Abel Ferrara, voltando ao longa-metragem com Maria
depois de cinco anos na geladeira tentando alavancar seus
projetos, nos deslumbrara já em outubro de 2006, quando
visto na Mostra de São Paulo, e finalmente em abril
desse ano a novela do estréia/não estréia
resulta em final feliz e ajuda a agitar um pouco um ano até
agora muito pouco entusiasmante em estréias (além
desses, só Maria Antonieta de Sofia Coppola
e A Rainha de Stephen Frears ganham uma adesão
mais sólida por parte da revista). Aproveitamos a ocasião
para rever a fantástica filmografia que Abel Ferrara
vem construindo desde o final da década de 70 e declarar
sua definitiva importância no cenário do cinema
contemporâneo.
Ferrara e Eastwood, dois cineastas americanos de perfis diferenciados,
partilham no entanto algumas características.

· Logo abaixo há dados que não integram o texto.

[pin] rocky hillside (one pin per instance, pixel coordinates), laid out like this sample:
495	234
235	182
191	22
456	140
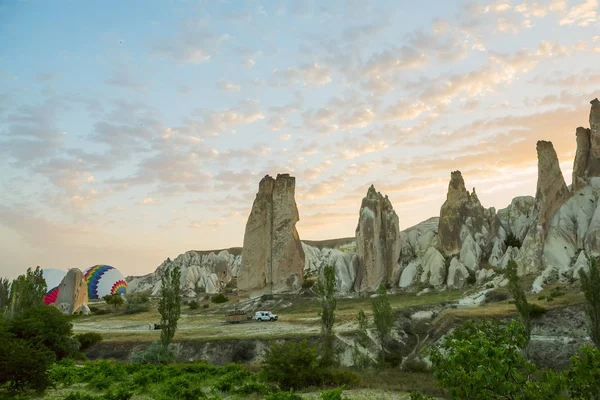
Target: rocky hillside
559	229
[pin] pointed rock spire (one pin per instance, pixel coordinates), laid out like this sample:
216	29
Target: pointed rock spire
551	190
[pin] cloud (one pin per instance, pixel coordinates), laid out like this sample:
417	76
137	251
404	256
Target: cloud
123	79
583	14
277	122
212	123
321	120
227	86
192	45
47	77
311	75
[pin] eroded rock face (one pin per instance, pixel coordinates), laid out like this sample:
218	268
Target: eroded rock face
582	157
201	272
272	258
460	215
345	264
551	190
377	242
72	293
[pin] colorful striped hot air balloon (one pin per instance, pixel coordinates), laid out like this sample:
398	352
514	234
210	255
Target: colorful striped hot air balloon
103	280
53	277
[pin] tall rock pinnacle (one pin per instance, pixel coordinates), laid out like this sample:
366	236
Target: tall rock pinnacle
377	242
551	190
587	157
459	207
272	258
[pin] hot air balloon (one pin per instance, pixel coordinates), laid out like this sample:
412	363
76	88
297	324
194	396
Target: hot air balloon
53	277
104	280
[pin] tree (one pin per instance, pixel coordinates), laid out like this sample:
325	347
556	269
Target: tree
27	291
483	360
590	285
45	326
325	290
383	318
23	364
293	365
4	293
113	299
170	305
360	359
523	307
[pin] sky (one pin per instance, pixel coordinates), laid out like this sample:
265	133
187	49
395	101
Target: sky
135	131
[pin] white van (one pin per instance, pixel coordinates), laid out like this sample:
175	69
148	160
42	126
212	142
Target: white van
265	316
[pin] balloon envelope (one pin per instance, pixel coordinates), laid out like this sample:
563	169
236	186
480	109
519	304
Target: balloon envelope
53	277
104	280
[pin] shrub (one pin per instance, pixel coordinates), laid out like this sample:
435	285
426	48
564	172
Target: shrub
280	395
135	308
99	311
292	365
155	354
87	340
415	364
45	326
536	311
243	351
583	379
121	393
472	278
483	360
494	297
23	364
219	298
333	394
512	241
308	283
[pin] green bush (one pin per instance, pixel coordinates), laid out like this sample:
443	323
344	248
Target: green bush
243	351
136	308
99	311
45	326
183	387
155	354
219	298
280	395
23	365
414	364
333	394
293	365
536	311
88	339
583	378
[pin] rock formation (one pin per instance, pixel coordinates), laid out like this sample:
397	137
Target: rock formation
72	293
377	242
587	158
460	215
201	272
272	258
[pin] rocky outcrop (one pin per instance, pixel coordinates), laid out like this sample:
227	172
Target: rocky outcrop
72	293
377	242
272	258
551	190
517	217
461	213
345	264
201	272
550	195
581	158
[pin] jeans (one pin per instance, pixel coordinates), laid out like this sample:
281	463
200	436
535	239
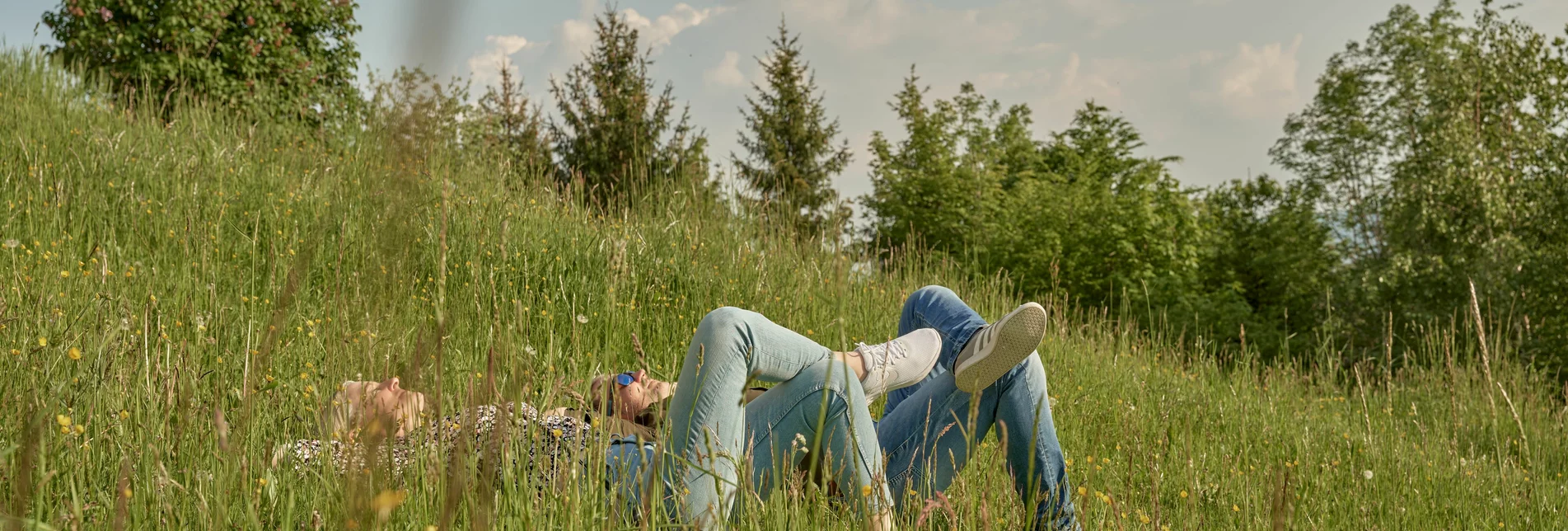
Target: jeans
925	430
712	431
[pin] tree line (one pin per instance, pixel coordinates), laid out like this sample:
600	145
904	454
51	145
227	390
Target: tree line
1430	167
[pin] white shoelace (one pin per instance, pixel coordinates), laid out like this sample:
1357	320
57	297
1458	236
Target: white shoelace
885	354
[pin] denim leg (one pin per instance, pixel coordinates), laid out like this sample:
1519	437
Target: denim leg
937	307
708	414
925	435
784	423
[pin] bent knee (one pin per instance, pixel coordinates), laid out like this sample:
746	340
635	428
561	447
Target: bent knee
929	293
840	381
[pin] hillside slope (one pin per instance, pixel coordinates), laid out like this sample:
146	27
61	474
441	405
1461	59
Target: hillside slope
180	298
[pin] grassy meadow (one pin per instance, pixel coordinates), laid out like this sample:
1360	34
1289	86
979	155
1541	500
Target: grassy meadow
182	296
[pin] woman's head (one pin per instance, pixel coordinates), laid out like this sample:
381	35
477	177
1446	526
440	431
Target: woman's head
380	407
626	395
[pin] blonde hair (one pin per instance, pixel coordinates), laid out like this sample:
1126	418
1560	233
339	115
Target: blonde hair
355	409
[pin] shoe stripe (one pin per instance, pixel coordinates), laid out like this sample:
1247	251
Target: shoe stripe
1013	341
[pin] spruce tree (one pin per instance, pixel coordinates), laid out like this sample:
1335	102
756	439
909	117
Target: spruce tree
789	142
512	128
612	131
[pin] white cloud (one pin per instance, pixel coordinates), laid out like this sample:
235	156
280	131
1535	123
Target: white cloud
727	73
574	36
875	24
665	27
1258	82
1102	15
578	35
484	66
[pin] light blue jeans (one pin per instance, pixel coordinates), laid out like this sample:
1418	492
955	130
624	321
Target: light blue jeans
927	431
712	432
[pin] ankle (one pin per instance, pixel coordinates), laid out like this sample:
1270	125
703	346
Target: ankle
855	362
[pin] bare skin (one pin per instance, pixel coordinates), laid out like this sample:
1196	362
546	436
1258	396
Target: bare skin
644	392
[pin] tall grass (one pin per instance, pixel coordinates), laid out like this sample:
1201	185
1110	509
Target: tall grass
185	296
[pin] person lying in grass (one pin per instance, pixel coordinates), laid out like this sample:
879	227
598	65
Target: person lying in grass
712	421
925	435
706	416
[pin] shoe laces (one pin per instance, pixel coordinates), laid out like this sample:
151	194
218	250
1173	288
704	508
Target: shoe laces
888	350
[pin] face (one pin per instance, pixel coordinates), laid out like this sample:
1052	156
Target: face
635	397
400	406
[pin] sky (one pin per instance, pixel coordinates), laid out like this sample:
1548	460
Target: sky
1208	81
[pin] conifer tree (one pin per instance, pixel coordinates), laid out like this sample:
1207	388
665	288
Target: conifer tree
614	133
791	145
512	128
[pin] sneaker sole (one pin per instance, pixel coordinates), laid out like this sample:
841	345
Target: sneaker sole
1013	345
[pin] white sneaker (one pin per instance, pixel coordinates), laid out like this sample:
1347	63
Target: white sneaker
899	364
999	348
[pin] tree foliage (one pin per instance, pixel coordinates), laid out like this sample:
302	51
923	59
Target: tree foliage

Em primeiro
lugar, ambos carregam o estigma de mavericks, de figuras
que, rodeados ou não de dinheiro e privilégios
isso é verdade para um, não para o outro
, mantêm sempre o percurso e o pensamento em total
independência em relação ao meio e aos
modismos reinantes. Em segundo lugar, ambos são ou
menosprezados ou considerados com indiferença por uma
crítica mainstream que, míope ou guiada
por princípios menos estéticos que temáticos
(os soldadinhos da "relevância"), só
dá atenção a eles quando o assunto do
filme é "nobre". Não à toa,
perdem totalmente o fio da meada. Mais significativo, no entanto,
é que esses dois cineastas, à distância
que os sete anos já nos dão, aparecem hoje como
talvez os dois diretores americanos de contribuição
mais sólida e poderosa durante a década de 90
(OK, existe Lynch, existe Tarantino, mas...). Obscurecidas
pelo caráter em aparência simplesmente comercial
(no caso de Eastwood) ou pela invisibilidade parcial pela
falta de lançamento no cinema, até mesmo em
vídeo (caso de Ferrara), são cinematografias
às quais ainda não foi dado pensamento suficiente.
Comecemos, então.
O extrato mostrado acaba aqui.